A Player’s Perspective on Fantasy Baseball

TIME IDEAS

March 27, 2012

by Doug Glanville

Real sports and fantasy sports are now inseparable. And that's not a bad thing.

Baseball season is around the corner. But now, what goes hand in hand with the umpire yelling “play ball” in the first official game that will take place in Japan between Oakland and Seattle on Wednesday is the wave of six million plus fantasy baseball players who spend, on average, three hours per week managing their imaginary teams picked from real players and $175 a year on software, magazines and other research tools.

When I first entered the major leagues in 1996, the Internet was but an infant and fans still came up to me to ask me to sign their Strat-O-Matic cards. The Strat-O-Matic game, which dated back to the early 1960s, consisted of one card for each MLB player and three dice that you rolled to fine the in-game result. It was the precursor to today’s fantasy teams—you could make up any league structure, any game schedule, and play to your hearts content. I used to love Strat-O-Matic when I was a kid and for the first time, it introduced fans to players from all over the country not just their local teams.
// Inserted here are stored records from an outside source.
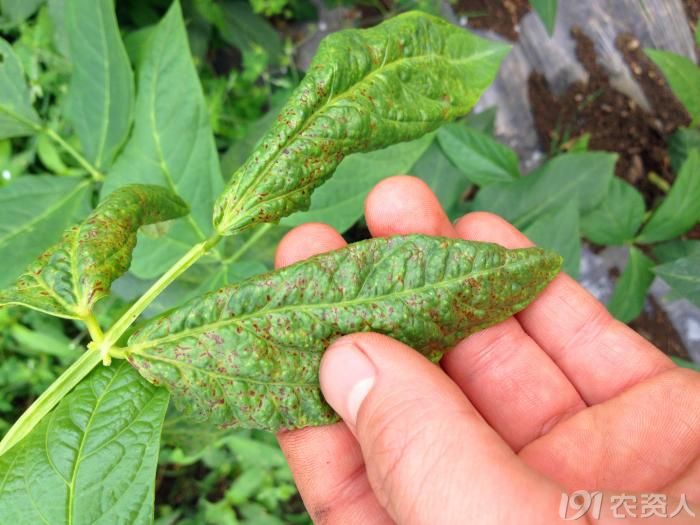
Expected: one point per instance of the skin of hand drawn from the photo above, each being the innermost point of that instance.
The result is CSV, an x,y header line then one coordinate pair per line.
x,y
559,398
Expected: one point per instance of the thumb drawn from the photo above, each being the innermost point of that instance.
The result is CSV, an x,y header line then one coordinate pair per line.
x,y
427,451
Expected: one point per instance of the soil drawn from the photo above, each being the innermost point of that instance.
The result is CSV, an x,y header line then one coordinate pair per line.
x,y
501,16
614,121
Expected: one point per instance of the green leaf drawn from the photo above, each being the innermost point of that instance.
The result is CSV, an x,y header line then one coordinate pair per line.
x,y
101,94
93,459
683,276
479,157
568,178
249,354
17,116
679,211
547,11
617,218
341,202
34,211
683,76
19,10
558,230
71,276
627,300
677,249
171,145
364,90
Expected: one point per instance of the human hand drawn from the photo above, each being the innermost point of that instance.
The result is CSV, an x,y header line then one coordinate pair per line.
x,y
560,398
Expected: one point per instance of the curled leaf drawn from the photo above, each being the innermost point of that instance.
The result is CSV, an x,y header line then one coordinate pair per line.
x,y
364,90
72,275
249,354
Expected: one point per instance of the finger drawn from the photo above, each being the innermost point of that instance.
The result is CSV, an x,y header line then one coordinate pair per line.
x,y
600,356
405,204
423,442
326,461
642,440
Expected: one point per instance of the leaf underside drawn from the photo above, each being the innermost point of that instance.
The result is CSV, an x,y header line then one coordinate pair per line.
x,y
248,355
364,90
72,275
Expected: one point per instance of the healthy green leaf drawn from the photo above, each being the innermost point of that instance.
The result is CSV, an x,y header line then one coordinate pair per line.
x,y
683,76
249,354
17,116
34,211
93,459
341,202
568,178
617,218
71,276
679,211
547,11
558,230
171,144
481,158
101,94
627,300
364,90
683,276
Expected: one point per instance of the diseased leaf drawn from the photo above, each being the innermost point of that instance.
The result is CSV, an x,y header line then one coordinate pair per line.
x,y
34,211
683,276
680,210
71,276
341,202
479,157
101,94
17,116
568,178
617,218
171,145
93,459
364,90
249,354
683,76
630,292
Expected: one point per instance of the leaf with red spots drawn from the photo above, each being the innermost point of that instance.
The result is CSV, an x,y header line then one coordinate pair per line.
x,y
72,275
248,355
364,90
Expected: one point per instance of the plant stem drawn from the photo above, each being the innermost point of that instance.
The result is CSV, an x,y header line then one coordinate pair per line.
x,y
50,398
97,175
125,321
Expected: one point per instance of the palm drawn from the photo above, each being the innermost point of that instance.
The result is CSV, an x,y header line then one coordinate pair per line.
x,y
576,395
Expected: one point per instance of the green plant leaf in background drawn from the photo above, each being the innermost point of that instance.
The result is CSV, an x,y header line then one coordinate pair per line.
x,y
17,11
101,95
249,354
627,300
341,201
568,178
684,78
680,210
617,218
71,276
482,159
401,79
34,211
683,277
558,230
547,11
93,459
172,144
17,116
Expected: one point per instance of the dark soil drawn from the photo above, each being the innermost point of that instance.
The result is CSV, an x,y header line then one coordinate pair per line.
x,y
501,16
614,121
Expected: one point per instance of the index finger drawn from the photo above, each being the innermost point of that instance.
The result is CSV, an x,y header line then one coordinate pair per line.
x,y
600,356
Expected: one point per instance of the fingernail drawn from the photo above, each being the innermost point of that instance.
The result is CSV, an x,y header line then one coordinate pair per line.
x,y
347,376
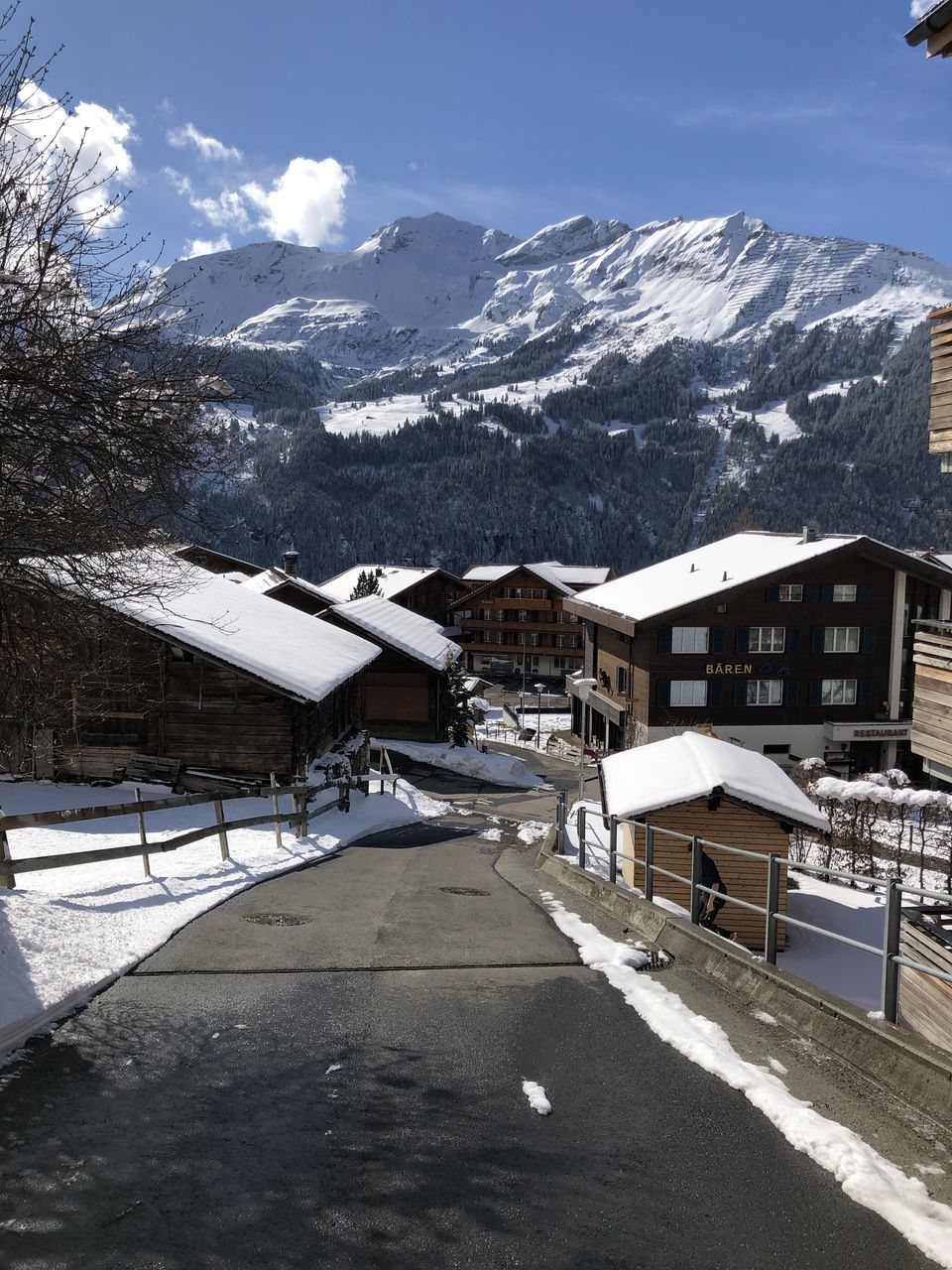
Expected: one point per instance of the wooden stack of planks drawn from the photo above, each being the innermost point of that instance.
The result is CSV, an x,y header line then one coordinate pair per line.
x,y
941,408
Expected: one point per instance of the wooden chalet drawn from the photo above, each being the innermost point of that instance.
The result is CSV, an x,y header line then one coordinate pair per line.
x,y
697,785
934,31
402,691
209,675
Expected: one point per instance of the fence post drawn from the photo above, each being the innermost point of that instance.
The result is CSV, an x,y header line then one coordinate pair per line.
x,y
141,818
8,879
222,833
774,899
649,862
890,949
277,812
696,896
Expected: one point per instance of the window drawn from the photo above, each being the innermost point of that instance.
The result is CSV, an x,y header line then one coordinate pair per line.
x,y
767,639
841,639
765,693
838,693
688,639
688,693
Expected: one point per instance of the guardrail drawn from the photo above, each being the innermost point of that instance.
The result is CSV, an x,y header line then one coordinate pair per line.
x,y
893,888
299,816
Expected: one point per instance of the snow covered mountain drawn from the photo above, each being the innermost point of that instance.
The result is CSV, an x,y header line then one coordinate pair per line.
x,y
435,289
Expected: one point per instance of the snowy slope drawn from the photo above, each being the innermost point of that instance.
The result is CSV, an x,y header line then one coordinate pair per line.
x,y
438,289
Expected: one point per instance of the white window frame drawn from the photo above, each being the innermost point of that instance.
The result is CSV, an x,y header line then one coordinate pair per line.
x,y
689,639
774,643
843,689
766,693
693,690
841,639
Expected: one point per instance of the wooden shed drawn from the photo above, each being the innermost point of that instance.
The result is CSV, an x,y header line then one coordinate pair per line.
x,y
208,674
696,785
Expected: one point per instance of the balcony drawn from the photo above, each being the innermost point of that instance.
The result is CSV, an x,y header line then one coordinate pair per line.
x,y
932,698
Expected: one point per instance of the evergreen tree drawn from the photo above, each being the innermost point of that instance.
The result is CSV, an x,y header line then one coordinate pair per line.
x,y
366,584
453,702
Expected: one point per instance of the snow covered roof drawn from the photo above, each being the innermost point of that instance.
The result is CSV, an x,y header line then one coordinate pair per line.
x,y
271,579
403,629
391,579
722,566
291,651
682,769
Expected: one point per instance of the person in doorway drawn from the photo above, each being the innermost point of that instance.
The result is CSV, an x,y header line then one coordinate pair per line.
x,y
710,905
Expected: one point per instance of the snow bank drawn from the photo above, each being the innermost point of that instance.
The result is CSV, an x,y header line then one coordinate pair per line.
x,y
865,1175
493,767
67,933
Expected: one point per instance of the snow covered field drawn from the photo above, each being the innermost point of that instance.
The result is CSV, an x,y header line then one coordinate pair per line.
x,y
467,761
66,933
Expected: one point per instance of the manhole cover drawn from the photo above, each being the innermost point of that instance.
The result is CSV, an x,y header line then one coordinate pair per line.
x,y
277,920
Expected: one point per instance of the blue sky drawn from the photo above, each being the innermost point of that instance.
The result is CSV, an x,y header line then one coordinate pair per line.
x,y
318,122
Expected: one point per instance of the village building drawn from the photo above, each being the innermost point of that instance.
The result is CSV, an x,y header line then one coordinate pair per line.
x,y
207,674
402,693
430,592
512,620
696,785
792,645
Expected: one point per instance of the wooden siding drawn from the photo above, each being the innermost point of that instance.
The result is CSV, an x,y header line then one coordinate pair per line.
x,y
925,1002
735,826
941,404
932,703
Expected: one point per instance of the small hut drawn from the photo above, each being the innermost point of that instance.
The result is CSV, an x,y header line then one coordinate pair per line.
x,y
698,785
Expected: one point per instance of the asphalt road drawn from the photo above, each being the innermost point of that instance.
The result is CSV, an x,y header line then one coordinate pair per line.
x,y
344,1088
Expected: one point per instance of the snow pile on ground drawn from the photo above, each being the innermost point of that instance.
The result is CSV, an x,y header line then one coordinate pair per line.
x,y
493,767
66,933
537,1097
865,1175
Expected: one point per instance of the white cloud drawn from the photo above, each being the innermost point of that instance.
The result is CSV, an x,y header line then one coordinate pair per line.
x,y
207,148
304,204
94,132
204,246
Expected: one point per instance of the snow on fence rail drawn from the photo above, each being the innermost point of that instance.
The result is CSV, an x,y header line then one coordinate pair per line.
x,y
301,816
889,952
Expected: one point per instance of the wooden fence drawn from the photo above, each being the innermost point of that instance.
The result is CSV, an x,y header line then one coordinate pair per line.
x,y
301,816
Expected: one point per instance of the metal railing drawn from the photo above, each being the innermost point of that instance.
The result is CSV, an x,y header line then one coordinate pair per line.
x,y
771,911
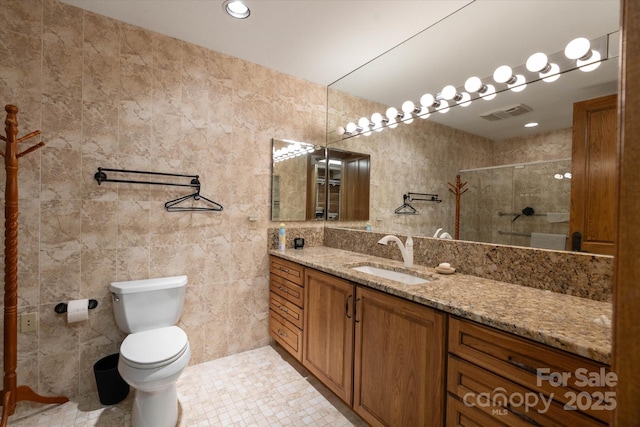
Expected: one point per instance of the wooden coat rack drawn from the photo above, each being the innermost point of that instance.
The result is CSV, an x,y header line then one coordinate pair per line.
x,y
11,393
458,191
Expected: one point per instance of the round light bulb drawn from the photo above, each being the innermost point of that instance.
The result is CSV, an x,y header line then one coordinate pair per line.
x,y
489,93
444,107
503,74
519,85
236,9
408,107
537,62
577,48
473,84
427,100
552,75
590,64
449,92
465,100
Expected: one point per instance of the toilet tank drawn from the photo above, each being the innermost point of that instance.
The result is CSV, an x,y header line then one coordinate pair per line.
x,y
141,305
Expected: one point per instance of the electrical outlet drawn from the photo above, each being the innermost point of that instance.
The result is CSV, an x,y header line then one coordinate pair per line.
x,y
29,322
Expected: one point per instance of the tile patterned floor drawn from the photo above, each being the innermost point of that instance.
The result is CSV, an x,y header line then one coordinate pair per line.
x,y
262,387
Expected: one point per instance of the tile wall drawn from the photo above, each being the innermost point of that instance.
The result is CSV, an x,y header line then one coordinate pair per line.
x,y
107,94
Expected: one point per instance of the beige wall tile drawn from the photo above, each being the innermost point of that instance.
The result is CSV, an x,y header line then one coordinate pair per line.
x,y
107,94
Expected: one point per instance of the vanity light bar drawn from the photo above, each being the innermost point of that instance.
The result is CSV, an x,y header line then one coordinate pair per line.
x,y
581,53
294,149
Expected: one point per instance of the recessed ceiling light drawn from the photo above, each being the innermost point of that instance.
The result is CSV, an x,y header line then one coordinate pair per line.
x,y
236,9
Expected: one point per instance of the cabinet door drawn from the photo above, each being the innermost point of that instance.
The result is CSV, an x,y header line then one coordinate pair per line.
x,y
594,175
328,326
399,361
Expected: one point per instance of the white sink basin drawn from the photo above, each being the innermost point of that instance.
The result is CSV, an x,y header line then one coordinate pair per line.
x,y
407,279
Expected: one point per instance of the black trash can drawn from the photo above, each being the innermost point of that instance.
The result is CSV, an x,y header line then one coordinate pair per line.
x,y
111,387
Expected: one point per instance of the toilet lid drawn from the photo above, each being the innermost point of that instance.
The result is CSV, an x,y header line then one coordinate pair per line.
x,y
153,347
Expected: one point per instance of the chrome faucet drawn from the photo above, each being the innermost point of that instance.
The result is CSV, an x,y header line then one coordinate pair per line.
x,y
406,250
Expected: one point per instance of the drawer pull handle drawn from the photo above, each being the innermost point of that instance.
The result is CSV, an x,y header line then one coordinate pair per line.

But by the end of my MLB career in 2004, the Internet was allowing fantasy players from all over the world to compete with one another. When fans came up to me to tell me that I was anchoring their fantasy team, it felt a little odd to be so disconnected from the team I was playing for, and to have that fan’s attention so focused on what I was doing for their virtual team. Having a favorite team to follow was not enough anymore as players were mixed and matched in a smorgesbord of personnel decisions. Eventually I came to believe that fantasy baseball creates a higher level of connection between fan and player, bringing me into their home even during the off season and creating a vibrant and active secondary world.

Although I generally avoided playing in the fantasy realm—it’s too much of a commitment—I do think that fantasy has challenged us in how we evaluate players. ESPN now has two primary fantasy gurus, Matthew Berry and Eric Karabell, who are top flight analysts studying metrics and statistics to the depth of any general manager running a team. As an analyst, now I really do have to know who the back-up shortstop is for the Seattle Mariners is and what he did against left-handed pitching, or what the strengths and weaknesses for the set-up man for the Colorado Rockies may be. Fantasy has made not just fans but commentators significantly more educated about players.

Yes, numbers can take over for the passion for the game or even become its own passion, when it comes to everything from evaluating talent to knowing whether or not someone has broken a record. But by allowing everyone to make decisions about how to run a team, fantasy has enhanced reality.